Элис, стараясь скрыть дрожь в ногах, опустилась на стул, принимая «академическую» позу.
—Вождь Атеван, благодарю вас за гостеприимство и за спасение. Я прибыла по рекомендации профессора Эдгара Вайтпайна. Я — аспирантка, и цель моего визита — научная работа. Я пишу диссертацию о ваших практиках отношения к природе, которые, как я уверена, сохранились, несмотря на современные влияния.
Она выпалила это заученное введение, чувствуя, как знакомые слова возвращают ей почву под ногами.
—Профессор Эдгар предупредил нас о тебе, —наконец сказал он. — Он говорил, ты принесешь много вопросов. И много своих ответов, ещё до того, как услышишь наши.
Элис смутилась.
—Я просто хочу понять. Документировать. Моя работа может помочь миру узнать о вас, о вашей мудрости.

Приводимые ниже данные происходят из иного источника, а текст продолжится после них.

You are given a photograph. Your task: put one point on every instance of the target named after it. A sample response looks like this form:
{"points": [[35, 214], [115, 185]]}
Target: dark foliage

— Наш мир — это эти холмы, эта река, — мягко ответил Атеван. — А твой мир… он прислал тебя к нам через лес, на каблуках, без воды, на встречу с медведем. И теперь ты сидишь передо мной и говоришь о «документировании практик». Ты почти умерла, потому что не знала, как слушать лес. А хочешь писать о том, как мы с ним «взаимодействуем».

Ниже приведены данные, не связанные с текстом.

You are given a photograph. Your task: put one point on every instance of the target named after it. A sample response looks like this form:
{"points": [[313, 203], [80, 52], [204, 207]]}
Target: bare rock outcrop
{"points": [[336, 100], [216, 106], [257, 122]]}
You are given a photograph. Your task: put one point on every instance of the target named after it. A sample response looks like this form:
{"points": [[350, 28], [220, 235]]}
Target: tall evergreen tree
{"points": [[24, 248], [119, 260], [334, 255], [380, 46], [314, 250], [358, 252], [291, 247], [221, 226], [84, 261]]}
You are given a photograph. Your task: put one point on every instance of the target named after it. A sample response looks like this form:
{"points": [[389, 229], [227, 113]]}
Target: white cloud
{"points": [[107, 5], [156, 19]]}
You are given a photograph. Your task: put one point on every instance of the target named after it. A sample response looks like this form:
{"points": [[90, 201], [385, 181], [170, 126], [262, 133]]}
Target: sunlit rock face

— Луана согласилась приютить тебя, — продолжил Атеван, видя её замешательство. — Живи в её доме. Помогай. Смотри. Слушай. А потом… может быть, ты увидишь, о чём на самом деле твоя диссертация. Аудиенция окончена.
Теперь миссия Элис стала в сто раз сложнее и непонятнее...

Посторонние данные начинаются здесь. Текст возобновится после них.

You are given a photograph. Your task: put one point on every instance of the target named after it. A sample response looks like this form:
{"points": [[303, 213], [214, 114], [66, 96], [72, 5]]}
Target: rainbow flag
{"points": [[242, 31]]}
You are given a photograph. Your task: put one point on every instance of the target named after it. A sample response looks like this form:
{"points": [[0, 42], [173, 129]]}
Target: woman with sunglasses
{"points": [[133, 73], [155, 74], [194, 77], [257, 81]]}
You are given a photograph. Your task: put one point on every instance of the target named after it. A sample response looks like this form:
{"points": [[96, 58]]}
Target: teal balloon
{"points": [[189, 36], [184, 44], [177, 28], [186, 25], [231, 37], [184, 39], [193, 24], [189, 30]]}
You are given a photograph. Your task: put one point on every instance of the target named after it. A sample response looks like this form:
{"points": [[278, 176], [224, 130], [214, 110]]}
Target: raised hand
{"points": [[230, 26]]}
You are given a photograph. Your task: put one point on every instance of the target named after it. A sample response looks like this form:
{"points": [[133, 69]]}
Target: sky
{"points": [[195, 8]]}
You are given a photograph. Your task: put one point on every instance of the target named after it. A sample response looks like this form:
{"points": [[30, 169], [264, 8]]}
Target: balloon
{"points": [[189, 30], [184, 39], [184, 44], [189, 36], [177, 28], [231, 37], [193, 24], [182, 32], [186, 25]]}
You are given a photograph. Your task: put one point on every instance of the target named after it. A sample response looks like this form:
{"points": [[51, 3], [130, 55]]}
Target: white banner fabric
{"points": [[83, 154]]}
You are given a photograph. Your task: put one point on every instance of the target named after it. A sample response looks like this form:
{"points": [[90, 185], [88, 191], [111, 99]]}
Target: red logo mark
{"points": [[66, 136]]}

Дорога обратно в дом Луаны пролегала мимо нескольких аккуратных домиков. Воздух после встречи с Атеваном казался Элис густым и тяжёлым от невысказанных мыслей. Она так углубилась в свои размышления, что почти наткнулась на Луану, которая внезапно остановилась и издала короткий, неодобрительный звук, похожий на ворчание.
Прямо перед ними, у крыльца одного из домов, стояла небольшая, шумная группа. Человек пять-шесть девушек, лет от шестнадцати до двадцати с небольшим. На них были простые, но яркие сарафаны и летние платья, щедро украшенные вышивкой паухатан. В руках каждая держала тарелочку, миску или просто завёрнутый в ткань свёрток. В воздухе витал сладкий, мёдовый запах выпечки, смешанный с ароматом ягод.
— Кэхин! — звонко кричала одна, поднимаясь на цыпочки, чтобы заглянуть в окно.
—Кэхин, выйди! Я принесла пирог из пауау! Лучший! — вторила ей другая, смеясь.
— Не слушай её, её пирог кислый! Мои лепёшки с кленовым сиропом! — раздавался третий голос.
Обстановка напоминала странный кулинарный флешмоб. Девушки толкались локтями, смеялись, их глаза блестели азартом и надеждой. Они выкрикивали одно и то же мужское имя, отчаянно желая, чтобы хозяин дома вышел и оценил их стрепню.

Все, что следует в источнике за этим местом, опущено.